The Great Cloud Migration

New ways of working driven by users during 2020 are accelerating the shift to the cloud and highlighting the eventual winners, writes Scott Field, Head of International Product at Duck Creek Technologies

The cloud and its benefits are much the same as they were 12 months ago. Sure, technology continues to advance exponentially, but a far bigger recent change has been the transformation of people’s perceptions and priorities, caused by the adjustment of the insurance industry, and the entire economy, to cope with the Coronavirus pandemic.

Months of remote working, virtual meetings, electronic placement and trading, together with constant reliance on cloud data and software architecture, have undermined commercial lines insurers’ perceived reliance on physical systems and servers just as surely as companies are questioning their needs for office space and real estate. I think we are possibly witnessing a new era of the cloud and the emergence of a new set of leaders who have embraced internet communications providers such as AWS, Azure, Zoom, or Teams, and driven them to evolve their features and functions during last year.

Dispelling suspicions 

It has only been a few years since any article about cloud adoption almost invariably focused on a trade-off of various perceived pros and cons which were entirely predictable: speed, cost, and efficiency-related savings leading the positives; cyber risks and business continuity concerns on the other side.
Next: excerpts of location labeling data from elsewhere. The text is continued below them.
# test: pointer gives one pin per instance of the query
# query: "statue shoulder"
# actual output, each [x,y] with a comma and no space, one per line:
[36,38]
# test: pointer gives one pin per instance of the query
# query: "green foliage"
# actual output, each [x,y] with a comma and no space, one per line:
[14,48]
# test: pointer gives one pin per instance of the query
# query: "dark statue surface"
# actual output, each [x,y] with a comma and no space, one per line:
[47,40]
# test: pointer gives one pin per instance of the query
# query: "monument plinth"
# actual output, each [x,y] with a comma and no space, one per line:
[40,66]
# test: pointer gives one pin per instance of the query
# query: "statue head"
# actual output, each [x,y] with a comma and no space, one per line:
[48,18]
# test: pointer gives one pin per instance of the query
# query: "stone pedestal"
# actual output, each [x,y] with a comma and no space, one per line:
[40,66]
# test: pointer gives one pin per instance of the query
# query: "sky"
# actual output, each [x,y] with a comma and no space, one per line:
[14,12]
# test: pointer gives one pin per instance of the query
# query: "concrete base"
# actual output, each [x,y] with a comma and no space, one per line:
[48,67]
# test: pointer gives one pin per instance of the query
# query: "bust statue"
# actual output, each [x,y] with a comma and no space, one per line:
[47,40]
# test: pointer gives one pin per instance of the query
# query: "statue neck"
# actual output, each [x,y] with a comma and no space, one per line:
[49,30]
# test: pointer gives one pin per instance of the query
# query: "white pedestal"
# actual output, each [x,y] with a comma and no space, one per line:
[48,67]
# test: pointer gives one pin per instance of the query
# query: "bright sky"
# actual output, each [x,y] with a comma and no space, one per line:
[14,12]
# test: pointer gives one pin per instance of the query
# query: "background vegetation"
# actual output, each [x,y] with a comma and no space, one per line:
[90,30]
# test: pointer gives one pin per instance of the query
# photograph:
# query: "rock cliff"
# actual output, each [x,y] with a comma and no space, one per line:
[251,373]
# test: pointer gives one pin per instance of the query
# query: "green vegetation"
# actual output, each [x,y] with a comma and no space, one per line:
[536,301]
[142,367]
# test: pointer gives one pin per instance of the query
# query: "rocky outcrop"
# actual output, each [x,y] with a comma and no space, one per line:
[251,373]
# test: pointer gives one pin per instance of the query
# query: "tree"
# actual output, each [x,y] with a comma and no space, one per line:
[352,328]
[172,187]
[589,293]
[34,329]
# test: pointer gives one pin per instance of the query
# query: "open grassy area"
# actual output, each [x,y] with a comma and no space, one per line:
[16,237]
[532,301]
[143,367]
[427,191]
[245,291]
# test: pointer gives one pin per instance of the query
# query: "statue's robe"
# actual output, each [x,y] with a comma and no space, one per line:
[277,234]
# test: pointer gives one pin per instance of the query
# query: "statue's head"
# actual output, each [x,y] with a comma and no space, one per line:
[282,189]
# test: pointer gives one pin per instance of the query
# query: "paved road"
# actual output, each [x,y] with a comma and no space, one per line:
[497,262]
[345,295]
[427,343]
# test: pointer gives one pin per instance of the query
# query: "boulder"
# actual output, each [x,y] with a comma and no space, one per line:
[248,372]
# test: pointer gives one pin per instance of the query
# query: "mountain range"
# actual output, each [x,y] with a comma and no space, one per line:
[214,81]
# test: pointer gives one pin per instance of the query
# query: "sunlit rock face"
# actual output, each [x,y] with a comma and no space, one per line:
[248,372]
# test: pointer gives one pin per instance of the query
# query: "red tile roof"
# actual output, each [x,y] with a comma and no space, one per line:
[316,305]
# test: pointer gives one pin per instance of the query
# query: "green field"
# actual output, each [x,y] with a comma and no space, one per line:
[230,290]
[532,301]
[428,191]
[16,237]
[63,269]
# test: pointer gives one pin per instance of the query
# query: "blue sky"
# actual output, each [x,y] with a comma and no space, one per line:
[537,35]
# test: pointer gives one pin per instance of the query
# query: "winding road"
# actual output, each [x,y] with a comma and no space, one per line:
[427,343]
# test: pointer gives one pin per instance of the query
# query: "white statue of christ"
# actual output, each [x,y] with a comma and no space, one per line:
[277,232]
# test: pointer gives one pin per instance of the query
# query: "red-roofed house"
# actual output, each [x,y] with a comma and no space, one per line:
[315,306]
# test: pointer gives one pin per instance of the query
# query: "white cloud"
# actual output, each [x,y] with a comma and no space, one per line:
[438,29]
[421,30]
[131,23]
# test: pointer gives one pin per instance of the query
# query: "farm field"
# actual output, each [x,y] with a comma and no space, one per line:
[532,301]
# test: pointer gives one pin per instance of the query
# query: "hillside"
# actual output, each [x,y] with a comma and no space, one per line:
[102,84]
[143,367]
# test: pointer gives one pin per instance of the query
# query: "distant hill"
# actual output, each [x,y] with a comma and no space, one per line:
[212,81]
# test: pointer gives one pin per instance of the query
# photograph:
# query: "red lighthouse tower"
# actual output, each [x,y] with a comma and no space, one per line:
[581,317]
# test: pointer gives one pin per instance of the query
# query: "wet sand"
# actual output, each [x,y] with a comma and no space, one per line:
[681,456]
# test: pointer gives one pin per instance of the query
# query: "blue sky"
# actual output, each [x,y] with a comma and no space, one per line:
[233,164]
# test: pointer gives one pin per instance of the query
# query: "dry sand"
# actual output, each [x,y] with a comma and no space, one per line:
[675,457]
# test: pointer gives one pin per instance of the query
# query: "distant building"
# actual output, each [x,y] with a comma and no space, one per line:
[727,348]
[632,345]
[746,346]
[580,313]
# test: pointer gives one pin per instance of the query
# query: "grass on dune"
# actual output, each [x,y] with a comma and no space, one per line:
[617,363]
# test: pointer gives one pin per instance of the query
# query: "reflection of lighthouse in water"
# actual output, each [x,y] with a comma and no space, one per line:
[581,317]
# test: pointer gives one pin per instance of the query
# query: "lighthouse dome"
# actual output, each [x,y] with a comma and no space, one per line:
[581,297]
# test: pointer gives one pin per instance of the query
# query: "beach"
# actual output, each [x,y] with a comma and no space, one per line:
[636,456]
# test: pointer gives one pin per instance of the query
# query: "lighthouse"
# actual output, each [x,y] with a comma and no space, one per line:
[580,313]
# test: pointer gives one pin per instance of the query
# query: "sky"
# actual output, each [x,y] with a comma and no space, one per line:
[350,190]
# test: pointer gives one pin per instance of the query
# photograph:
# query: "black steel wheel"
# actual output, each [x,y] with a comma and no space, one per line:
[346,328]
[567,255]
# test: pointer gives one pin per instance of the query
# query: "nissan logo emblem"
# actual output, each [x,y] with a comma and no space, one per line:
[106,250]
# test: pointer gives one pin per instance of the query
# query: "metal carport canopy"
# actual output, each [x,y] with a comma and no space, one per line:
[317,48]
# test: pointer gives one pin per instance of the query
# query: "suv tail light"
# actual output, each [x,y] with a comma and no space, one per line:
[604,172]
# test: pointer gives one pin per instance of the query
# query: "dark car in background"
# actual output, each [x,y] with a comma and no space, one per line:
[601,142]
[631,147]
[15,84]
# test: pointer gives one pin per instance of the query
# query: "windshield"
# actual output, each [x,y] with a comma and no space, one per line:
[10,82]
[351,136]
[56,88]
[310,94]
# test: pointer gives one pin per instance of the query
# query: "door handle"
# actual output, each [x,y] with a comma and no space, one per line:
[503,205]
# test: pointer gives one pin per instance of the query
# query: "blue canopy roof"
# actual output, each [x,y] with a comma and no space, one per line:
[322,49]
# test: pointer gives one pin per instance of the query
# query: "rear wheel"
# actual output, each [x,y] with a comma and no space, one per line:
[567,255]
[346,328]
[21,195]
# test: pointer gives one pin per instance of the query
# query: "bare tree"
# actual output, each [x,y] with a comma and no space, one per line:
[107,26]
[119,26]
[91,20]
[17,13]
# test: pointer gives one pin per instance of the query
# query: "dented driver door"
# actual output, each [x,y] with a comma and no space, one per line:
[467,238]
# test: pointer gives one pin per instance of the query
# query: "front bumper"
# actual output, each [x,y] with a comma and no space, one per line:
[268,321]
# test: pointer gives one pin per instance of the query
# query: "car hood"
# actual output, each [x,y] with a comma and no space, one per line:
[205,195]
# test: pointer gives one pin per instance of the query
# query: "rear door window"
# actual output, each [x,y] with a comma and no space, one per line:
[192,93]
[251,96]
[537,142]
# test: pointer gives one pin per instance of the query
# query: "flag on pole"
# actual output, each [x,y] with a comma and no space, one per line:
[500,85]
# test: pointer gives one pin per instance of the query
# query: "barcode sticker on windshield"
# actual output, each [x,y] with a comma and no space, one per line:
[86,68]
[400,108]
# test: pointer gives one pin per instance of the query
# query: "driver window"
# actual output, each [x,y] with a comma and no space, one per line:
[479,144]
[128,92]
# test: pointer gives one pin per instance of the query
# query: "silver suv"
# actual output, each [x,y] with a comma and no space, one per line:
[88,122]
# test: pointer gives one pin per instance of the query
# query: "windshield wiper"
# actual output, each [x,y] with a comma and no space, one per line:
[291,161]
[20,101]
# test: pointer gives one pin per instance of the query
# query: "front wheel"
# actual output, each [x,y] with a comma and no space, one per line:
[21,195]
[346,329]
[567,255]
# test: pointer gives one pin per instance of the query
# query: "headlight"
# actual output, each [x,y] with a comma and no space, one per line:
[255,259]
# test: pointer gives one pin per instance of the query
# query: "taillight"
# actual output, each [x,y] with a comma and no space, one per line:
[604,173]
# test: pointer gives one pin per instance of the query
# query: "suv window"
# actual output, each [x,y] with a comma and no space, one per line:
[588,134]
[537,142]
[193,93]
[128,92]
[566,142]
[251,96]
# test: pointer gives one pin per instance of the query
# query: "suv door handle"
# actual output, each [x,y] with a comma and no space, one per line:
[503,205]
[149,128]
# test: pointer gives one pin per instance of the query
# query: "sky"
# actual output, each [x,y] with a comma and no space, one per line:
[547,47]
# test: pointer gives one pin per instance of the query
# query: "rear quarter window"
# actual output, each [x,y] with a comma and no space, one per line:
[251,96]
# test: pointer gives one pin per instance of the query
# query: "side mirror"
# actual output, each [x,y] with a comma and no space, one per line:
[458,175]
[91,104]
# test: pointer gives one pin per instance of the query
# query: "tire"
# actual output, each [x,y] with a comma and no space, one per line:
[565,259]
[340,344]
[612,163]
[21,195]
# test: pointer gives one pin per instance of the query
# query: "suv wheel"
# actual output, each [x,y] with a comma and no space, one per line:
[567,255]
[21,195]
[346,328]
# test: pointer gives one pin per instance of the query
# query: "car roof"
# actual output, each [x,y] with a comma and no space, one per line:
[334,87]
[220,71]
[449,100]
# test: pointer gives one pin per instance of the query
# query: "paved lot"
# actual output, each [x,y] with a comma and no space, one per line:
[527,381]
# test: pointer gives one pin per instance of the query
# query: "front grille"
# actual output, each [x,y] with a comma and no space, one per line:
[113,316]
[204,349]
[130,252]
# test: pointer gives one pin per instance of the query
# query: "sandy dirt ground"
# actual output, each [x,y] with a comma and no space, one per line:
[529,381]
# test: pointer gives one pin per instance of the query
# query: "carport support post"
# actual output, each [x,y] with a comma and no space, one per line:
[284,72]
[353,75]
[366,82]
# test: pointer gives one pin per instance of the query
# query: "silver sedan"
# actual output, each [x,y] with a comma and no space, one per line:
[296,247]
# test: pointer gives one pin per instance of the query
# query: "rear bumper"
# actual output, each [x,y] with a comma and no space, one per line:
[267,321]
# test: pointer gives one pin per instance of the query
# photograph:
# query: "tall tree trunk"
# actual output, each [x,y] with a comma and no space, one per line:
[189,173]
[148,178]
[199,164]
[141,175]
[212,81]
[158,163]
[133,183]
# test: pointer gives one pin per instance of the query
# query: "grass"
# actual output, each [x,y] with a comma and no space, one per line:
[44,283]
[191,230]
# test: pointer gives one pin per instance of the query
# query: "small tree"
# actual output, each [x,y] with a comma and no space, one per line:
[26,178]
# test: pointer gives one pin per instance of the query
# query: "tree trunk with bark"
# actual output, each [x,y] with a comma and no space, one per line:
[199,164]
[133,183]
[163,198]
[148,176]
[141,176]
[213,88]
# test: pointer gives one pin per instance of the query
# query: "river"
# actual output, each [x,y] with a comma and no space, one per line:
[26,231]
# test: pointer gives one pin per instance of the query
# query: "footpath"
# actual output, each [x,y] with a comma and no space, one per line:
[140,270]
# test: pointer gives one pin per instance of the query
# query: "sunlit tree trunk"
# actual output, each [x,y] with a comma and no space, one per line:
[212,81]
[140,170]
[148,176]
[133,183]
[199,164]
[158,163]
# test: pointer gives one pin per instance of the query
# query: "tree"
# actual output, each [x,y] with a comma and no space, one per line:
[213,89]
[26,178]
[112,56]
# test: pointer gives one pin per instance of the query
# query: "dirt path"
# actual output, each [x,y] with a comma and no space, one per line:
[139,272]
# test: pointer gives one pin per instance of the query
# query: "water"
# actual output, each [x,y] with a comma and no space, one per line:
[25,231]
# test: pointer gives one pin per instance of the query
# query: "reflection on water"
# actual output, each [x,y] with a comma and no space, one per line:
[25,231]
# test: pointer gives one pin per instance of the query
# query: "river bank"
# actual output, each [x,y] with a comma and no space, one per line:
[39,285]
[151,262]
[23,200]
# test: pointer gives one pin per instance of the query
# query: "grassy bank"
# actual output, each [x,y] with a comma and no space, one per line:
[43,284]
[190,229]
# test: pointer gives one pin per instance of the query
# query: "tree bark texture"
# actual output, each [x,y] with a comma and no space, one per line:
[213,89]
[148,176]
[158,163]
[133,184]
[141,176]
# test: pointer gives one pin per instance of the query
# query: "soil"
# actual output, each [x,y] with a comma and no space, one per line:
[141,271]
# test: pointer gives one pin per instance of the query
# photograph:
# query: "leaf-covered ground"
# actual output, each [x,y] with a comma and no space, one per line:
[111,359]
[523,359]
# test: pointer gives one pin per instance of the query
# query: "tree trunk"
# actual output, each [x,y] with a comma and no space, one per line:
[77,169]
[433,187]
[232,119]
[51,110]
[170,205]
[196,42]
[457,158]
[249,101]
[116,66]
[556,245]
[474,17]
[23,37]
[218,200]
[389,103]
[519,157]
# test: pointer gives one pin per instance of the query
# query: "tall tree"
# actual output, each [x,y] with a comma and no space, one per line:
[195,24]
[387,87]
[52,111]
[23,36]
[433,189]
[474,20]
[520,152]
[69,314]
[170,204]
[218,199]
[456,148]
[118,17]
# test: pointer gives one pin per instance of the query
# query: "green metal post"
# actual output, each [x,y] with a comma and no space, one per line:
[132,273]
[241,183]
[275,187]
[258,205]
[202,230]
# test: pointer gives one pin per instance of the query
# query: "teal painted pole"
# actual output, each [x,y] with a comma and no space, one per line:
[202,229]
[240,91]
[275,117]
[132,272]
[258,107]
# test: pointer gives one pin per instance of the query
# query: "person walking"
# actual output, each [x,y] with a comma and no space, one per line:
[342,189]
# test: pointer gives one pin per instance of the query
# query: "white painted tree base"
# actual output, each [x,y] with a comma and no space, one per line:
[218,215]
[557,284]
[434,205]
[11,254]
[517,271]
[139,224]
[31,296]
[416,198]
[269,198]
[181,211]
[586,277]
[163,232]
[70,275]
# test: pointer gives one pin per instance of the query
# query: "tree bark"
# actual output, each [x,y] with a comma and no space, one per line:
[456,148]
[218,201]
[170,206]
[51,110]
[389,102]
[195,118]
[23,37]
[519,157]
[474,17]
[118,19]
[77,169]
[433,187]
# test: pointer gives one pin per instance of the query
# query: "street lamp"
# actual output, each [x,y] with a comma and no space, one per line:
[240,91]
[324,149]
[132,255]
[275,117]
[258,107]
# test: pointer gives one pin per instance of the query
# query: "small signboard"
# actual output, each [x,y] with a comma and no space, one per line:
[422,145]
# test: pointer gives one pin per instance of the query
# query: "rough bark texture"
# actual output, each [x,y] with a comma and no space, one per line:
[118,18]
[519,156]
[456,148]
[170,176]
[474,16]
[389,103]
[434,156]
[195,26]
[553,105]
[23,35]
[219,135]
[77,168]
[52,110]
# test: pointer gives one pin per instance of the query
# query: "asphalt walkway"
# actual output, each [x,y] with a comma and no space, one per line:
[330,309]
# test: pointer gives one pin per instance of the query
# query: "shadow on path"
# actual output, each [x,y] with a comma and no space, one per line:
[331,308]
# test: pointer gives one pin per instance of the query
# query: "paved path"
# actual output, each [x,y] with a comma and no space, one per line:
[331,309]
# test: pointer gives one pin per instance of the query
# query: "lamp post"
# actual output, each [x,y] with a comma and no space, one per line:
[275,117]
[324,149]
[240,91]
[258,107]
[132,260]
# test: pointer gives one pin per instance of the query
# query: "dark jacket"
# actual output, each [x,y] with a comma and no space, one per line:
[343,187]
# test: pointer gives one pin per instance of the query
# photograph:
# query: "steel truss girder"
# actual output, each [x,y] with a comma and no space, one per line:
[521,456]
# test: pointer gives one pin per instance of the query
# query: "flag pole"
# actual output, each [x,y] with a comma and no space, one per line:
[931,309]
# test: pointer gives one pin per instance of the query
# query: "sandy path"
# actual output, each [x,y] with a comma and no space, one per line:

It has been tough to dispel such suspicions in previous years, however secure the technology and however great the cloud’s benefits. It has taken the pandemic to change the balance in many minds. With the perspective of the pandemic, the cloud is seen as a source of resilience – rather than a threat to it.

The insurance market traditionally relies on ecosystems built among capacity providers, intermediaries, and service providers. Luckily, while placing a risk in person at Lloyd’s is not possible during a lockdown, the cloud relies on ecosystems to succeed, providing access to all the interrelated services and applications needed to conduct business – albeit from a laptop remotely, rather than in an underwriting room.

A permanent shift

Nor is the shift a temporary sticking plaster. After 2020’s forced migration, the cloud’s accelerated adoption is set to continue. Forrester Research has recently upped its forecast for 2021, estimating that the global public cloud infrastructure market will grow 35% to reach $120bn this year. Insurers should view the cloud as an evergreen technology that will continue to deliver, whatever the season. With fears of startup disruptors and intense competition making product innovation, development, and time to market vital factors, the cloud offers the only efficient option for an ecosystem that is fast and efficient enough to deliver.

Momentum is inevitable, and so too are the winners emerging that will gain the scale and capital to become the heartbeats for innovation and really chart the course of evergreen technology.